This week, we also finally tested out the motion of the robot with the new motor holders. Even though the holders made the motors more secure, it still allowed some movement of the motor axles which caused the robot to turn slightly when instructed to move in a straight line or move a bit unpredictably. We will look into additional attachment methods such as glue or screws to better secure the motors. After this, we can focus more on tuning the motor control code.
We also worked on the Design Report and incorporated feedback from our Design Review presentation to include more stringent design requirements and define our communication protocols across all the subsystems. While working on the report, we defined our subsystems on the basis of our robot planner, control, design and the communication of how sensor data will travel from our robot to our classification system.
Aditti’s Status Report for 3/11
For the last week, I worked on getting the motors mounted on the robot and getting the robot to drive a fixed distance in a straight line. Currently, we are interrupting on a hardware interrupt pin and reading from a digital pin for the hall sensor readings for each motor, and using these to update the encoder ticks. Then, the distance travelled by the left and right wheels is computed using the gear ratios and robot geometry in cm, and the robot continues forward till it reaches the target distance without PID position or speed control. From initial testing, we found that our wheels and motors were not secure enough to ensure repeatable motion from the robot, although the traversed arc length was always within 2-4cm of the target distance. We tried to secure the motors better using laser-cut brackets to hold them in place. This helped, but we will still need a better way to secure them in place. For this we will be gluing down the motors/screw them in so that there is no shakiness. Once this is done, we will assess if there is a need to implement PID control or if the robot’s performance is good enough for our purposes.
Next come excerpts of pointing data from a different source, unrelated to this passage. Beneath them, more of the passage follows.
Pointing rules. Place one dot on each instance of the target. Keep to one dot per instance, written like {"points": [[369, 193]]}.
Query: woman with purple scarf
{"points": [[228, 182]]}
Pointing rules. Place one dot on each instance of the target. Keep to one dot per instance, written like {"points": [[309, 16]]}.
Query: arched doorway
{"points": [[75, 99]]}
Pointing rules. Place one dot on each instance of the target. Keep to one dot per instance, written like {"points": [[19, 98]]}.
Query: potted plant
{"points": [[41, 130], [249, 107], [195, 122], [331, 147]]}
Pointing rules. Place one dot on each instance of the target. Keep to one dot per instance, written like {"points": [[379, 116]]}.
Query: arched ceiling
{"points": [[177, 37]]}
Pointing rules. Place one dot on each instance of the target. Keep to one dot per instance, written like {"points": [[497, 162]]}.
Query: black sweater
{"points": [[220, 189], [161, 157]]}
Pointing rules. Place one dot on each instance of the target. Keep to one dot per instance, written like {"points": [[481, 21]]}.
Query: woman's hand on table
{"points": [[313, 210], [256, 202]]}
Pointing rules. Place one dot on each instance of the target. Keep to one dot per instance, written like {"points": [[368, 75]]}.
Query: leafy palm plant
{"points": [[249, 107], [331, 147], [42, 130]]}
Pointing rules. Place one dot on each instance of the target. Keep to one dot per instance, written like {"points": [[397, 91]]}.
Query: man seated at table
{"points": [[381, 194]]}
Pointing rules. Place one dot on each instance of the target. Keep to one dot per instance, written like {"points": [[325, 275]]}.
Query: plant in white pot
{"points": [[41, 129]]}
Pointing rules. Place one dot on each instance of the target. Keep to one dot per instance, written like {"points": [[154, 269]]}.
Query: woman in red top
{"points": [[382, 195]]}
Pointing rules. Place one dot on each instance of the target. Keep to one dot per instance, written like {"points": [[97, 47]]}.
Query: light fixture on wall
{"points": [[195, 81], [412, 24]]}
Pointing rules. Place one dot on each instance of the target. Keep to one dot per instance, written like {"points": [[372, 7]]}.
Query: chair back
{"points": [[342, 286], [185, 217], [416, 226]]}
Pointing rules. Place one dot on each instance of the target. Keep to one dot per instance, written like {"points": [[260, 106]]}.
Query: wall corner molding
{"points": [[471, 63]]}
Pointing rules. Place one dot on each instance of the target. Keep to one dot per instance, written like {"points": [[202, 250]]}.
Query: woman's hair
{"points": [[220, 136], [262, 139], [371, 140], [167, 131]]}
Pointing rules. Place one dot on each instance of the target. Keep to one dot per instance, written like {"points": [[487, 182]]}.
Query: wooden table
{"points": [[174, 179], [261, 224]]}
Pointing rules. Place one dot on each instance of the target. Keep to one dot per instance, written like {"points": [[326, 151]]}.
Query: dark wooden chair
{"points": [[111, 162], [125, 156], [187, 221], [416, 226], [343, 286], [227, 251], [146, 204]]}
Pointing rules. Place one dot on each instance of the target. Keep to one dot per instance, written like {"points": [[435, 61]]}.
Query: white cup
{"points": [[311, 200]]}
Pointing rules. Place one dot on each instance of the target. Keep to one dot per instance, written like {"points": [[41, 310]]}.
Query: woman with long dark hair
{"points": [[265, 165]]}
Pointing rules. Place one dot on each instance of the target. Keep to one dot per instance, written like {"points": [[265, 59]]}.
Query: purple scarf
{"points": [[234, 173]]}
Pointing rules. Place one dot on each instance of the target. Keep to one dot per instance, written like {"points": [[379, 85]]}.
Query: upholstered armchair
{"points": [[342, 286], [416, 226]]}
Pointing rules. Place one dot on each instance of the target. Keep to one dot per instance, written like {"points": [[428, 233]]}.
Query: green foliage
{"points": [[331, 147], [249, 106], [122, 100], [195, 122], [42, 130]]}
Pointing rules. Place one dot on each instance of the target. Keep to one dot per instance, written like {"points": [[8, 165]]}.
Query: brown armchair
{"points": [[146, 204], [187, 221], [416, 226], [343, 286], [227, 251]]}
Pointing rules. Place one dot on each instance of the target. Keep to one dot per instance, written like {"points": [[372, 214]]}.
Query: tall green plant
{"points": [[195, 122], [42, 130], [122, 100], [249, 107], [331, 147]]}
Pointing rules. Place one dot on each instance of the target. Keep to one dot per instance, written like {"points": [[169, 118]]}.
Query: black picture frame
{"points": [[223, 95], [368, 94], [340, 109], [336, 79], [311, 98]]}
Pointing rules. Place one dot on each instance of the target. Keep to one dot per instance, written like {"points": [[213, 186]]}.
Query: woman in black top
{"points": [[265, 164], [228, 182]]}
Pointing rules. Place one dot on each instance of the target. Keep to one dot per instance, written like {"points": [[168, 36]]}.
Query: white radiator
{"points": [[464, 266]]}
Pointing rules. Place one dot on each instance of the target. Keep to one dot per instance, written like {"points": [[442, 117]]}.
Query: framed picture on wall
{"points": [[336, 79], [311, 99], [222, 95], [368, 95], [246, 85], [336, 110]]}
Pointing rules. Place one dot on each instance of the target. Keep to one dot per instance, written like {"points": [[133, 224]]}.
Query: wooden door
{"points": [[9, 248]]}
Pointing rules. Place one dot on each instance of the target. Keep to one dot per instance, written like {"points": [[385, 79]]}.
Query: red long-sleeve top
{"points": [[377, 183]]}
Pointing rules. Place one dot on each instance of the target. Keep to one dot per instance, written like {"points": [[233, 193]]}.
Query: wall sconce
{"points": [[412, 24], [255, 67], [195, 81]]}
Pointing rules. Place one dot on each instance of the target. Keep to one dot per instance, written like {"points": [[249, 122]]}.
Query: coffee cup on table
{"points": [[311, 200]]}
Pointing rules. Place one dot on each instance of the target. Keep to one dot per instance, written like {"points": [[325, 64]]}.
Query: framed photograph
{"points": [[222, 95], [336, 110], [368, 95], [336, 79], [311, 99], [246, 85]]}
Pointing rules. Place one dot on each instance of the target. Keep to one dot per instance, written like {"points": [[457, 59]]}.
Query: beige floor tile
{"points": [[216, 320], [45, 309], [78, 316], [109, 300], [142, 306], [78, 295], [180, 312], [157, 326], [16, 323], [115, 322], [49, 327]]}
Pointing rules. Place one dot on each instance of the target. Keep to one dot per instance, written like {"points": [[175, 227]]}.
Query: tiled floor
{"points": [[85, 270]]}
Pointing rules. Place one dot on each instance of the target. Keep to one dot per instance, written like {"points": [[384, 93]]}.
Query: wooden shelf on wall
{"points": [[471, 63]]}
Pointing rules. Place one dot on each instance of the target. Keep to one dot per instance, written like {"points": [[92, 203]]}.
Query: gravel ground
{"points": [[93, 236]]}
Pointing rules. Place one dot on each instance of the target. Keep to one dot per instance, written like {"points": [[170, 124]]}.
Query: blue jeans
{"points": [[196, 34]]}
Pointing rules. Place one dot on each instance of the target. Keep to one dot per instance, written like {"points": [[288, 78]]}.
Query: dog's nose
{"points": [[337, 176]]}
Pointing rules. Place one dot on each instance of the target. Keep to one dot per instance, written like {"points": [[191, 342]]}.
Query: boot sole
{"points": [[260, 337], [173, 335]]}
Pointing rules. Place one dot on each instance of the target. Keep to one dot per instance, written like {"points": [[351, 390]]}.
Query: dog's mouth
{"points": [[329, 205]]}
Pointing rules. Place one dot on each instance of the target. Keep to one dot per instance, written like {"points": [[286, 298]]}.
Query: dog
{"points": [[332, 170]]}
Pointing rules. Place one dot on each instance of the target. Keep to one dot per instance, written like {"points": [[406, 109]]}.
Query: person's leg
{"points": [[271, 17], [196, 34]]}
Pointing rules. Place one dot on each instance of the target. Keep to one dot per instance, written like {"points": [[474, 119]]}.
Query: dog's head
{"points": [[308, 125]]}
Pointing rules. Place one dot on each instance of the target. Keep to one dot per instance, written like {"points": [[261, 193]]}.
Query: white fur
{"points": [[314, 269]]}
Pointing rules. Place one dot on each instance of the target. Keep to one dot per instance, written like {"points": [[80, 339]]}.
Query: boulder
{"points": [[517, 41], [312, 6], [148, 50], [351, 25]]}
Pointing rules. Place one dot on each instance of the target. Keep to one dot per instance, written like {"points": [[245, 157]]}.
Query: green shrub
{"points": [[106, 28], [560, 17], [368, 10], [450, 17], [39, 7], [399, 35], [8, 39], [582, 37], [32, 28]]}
I also helped out with getting the sensors set up for reading and calibration, and spent a considerable amount of time working on the report last week. Next week, I will be focusing on securing the motors, working on the tuning code, and implementing PID control if needed.
Caroline’s Weekly Status Report 2/25
This week I worked on the design and assembly of the robot chassis and hardware. I made multiple adjustments to the CAD model in order to better accommodate our parts. First, the top piece of the chassis was too thick and inflexible to mold into the desired form factor, so I made adjustments to the front, back, and side plates to accommodate a thinner top panel. Additionally, I measured the dimensions of our motors and added supports to hold the motors and holes in the side panels to fix the axel. When testing out these supports, we found that the motors were not secure enough, so I drafted a new CAD design which ensures that the motors will not be able to move in any direction during operation. I will be laser cutting and testing this design as early as possible so that we can proceed with testing the calibration of the motors in the robot. I am currently behind on the sensor system assembly as one of our sensors has not arrived yet, but I will start working with our current sensors next week and help with the interfacing of these sensors.